Terkait dengan fenomena takdir, maka wujud kelemahan manusia itu ialah
ketidaktahuannya akan takdirnya. Manusia tidak tahu apa yang sebenarnya akan
terjadi. Kemampuan berfikirnya memang dapat membawa dirinya kepada perhitungan,
proyeksi dan perencanaan yang canggih. Namun setelah diusahakan realisasinya
tidak selalu sesuai dengan keinginannya. Manuisa hanya tahu takdirnya setelah
terjadi. Terdapat beberapa permasalahan yang harus dipahami oleh setiap muslim
terkait masalah takdir ini.
B. Rumusan Masalah
Berdasarkan
uraian pada latar belakang di atas, maka penyusun merumuskan masalah sebagai
berikut :
1.
Bagaimana
kebutuhan manusia pada Tuhan?
2.
Bagaimana
kesalehan Manusia secara vertikal maupun horizontal?
3.
Apa yang
dimaksud takdir dan nasib manusia?
BAB II
PEMBAHASAN
A. Kebutuhan Manusia pada Tuhan
Hubungan antara
Sang Pencipta dan yang diciptakan adalah suatu hubungan yang tidak mungkin
dipisahkan. Manusia sebagai makhluk yang diciptakan Allah SWT, mustahil bisa
berlepas diri dari keterikatan dengan-Nya. Bagaimanapun tidak percayanya
manusia dengan Allah, suka atau tidak suka, sadar atau tidak sadar
manusia akan mengikuti aturan yang berlaku di alam semesta ini.
Sesungguhnya hubungan antara Allah dan manusia sudah disadari oleh sebagian
besar manusia sejak dahulu. Manusia adalah makhluk Tuhan yang diberikan
akal dan pikiran, serta hati. Secara psikologi karakter manusia terbentuk dari
tiga unsur, yaitu pikiran, hati nurani, dan hawa nafsu. Ketiganya ini harus berjalan
dengan seimbang dan saling mengendalikan satu sama lain untuk menjadikan
karakter yang baik pada manusia tersebut.
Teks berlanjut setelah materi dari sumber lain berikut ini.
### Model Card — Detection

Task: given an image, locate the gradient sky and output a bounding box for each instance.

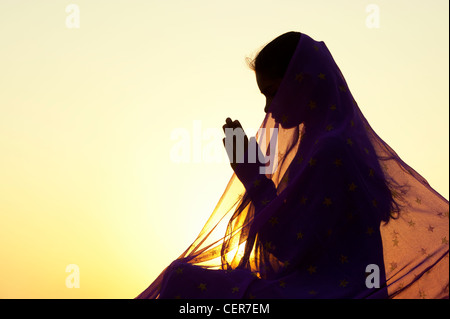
[0,0,448,298]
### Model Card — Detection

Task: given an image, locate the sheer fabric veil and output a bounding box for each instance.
[137,33,449,299]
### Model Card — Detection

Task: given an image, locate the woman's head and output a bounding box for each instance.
[247,31,302,125]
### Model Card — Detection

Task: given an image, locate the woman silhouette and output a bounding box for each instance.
[137,32,449,299]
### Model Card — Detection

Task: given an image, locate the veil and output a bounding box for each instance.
[137,33,449,299]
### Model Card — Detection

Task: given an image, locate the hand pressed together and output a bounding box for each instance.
[222,117,265,190]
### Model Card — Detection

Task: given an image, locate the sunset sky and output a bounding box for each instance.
[0,0,448,298]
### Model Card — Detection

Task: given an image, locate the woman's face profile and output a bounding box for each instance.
[256,72,281,114]
[257,71,301,129]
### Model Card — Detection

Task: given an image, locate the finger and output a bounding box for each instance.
[223,124,236,136]
[233,120,246,137]
[248,136,262,163]
[223,118,233,134]
[235,120,245,133]
[223,136,237,163]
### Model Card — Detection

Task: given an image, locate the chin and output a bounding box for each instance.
[280,123,297,129]
[272,113,302,129]
[280,119,303,129]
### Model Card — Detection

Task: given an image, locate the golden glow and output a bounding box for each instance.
[0,0,448,298]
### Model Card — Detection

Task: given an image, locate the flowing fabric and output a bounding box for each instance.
[137,33,449,299]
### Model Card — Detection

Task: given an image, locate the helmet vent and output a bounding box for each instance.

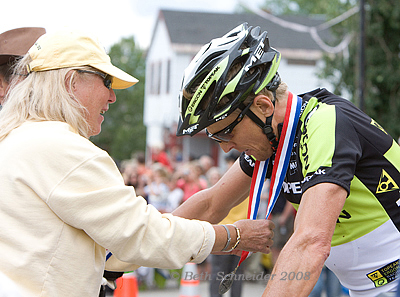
[198,51,226,72]
[195,81,216,116]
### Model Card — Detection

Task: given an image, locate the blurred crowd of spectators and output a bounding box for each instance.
[119,148,229,214]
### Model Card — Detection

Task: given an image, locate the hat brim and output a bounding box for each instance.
[91,63,138,90]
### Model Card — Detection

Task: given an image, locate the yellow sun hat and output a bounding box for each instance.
[27,30,138,89]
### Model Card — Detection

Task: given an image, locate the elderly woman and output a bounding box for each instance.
[0,30,274,296]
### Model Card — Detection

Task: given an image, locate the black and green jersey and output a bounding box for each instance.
[239,88,400,295]
[285,88,400,245]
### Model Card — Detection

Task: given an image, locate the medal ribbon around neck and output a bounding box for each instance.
[239,92,302,266]
[219,92,302,294]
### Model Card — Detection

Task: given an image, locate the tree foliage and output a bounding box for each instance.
[261,0,400,138]
[360,0,400,137]
[91,37,146,162]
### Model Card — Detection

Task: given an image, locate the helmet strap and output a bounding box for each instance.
[240,73,281,151]
[244,107,279,151]
[245,73,281,151]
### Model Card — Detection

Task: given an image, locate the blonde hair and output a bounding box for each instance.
[0,55,93,141]
[253,81,288,103]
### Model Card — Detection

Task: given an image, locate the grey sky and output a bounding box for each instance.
[1,0,264,50]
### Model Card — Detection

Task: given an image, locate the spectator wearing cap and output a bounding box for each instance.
[0,27,45,104]
[0,30,274,296]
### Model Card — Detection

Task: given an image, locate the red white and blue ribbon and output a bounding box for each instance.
[247,160,269,220]
[266,92,302,218]
[238,92,302,266]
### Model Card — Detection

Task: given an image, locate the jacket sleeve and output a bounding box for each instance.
[47,149,215,269]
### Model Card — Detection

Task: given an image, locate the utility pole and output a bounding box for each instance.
[359,0,366,111]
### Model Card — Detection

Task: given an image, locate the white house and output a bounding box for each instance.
[144,9,333,167]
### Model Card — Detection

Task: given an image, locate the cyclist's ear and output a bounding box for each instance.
[253,94,274,118]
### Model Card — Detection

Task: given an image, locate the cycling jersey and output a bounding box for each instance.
[239,88,400,296]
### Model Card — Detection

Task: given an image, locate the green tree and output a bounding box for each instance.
[259,0,400,138]
[91,37,146,162]
[321,0,400,137]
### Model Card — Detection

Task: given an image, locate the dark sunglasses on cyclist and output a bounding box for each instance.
[206,103,252,143]
[77,70,112,89]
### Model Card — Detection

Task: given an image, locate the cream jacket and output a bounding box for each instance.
[0,121,215,296]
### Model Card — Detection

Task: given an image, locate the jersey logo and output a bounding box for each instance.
[366,259,398,287]
[376,169,399,194]
[370,119,387,134]
[337,209,351,223]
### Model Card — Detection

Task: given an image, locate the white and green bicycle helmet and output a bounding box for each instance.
[176,22,281,139]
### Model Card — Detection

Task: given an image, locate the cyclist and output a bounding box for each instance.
[173,23,400,297]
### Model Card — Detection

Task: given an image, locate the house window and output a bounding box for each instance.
[157,61,162,95]
[150,62,156,95]
[149,61,163,95]
[166,59,171,94]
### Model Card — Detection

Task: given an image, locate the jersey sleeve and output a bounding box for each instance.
[299,103,362,195]
[239,152,255,177]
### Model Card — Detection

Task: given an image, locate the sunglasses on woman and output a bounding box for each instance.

Maka, manusia semasa hidupnya dalam
setiap pekerjaan dan kegiatannya selalu menggunakan ketiga unsur tersebut.
Sejak dilahirkan, manusia tentu saja telah memilki karakter bawaan dari orang
tuanya, dan memiliki berbagai macam pengalaman semasa hidupnya sampai dia
dewasa.
Hubungan manusia
dengan Tuhan dapat digambarkan dengan kelemahan manusia dan keinginan untuk
mengabdi kepada yang lebih agung. Manusia yang lemah memerlukan pelindung dan
tempat mengadu segala permasalahan. Terkadang memang permasalahan yang tidak
pelik mudah dan dapat diselesaikan oleh manusia sendiri. Namun, tak jarang
persoalan himpitan hidup, rasa putus asa, hilangnya harapan dan lain sebagainya
tak mungkin diselesaikan sendiri. Maka ia butuh sesuatu yang sempurna, yaitu
Tuhan. Tempat mengadu segala persoalan hidup. Tanpa-Nya, manusia bisa jadi
kehilangan arah dan tujuan hidup.
Allah sudah
menjelaskan dengan sangat gamblangnya di dalam Al-Quran apa yang menjadi tujuan
manusia hidup di muka bumi ini. Allah Ta’ala berfirman:
وَمَا
خَلَقْتُ الْجِنَّ وَالْإِنْسَ إِلَّا لِيَعْبُدُونِ
“Dan Aku tidak menciptakan jin dan manusia melainkan supaya mereka
beribadah kepada-Ku.” (QS. Adz Dzariyat: 56)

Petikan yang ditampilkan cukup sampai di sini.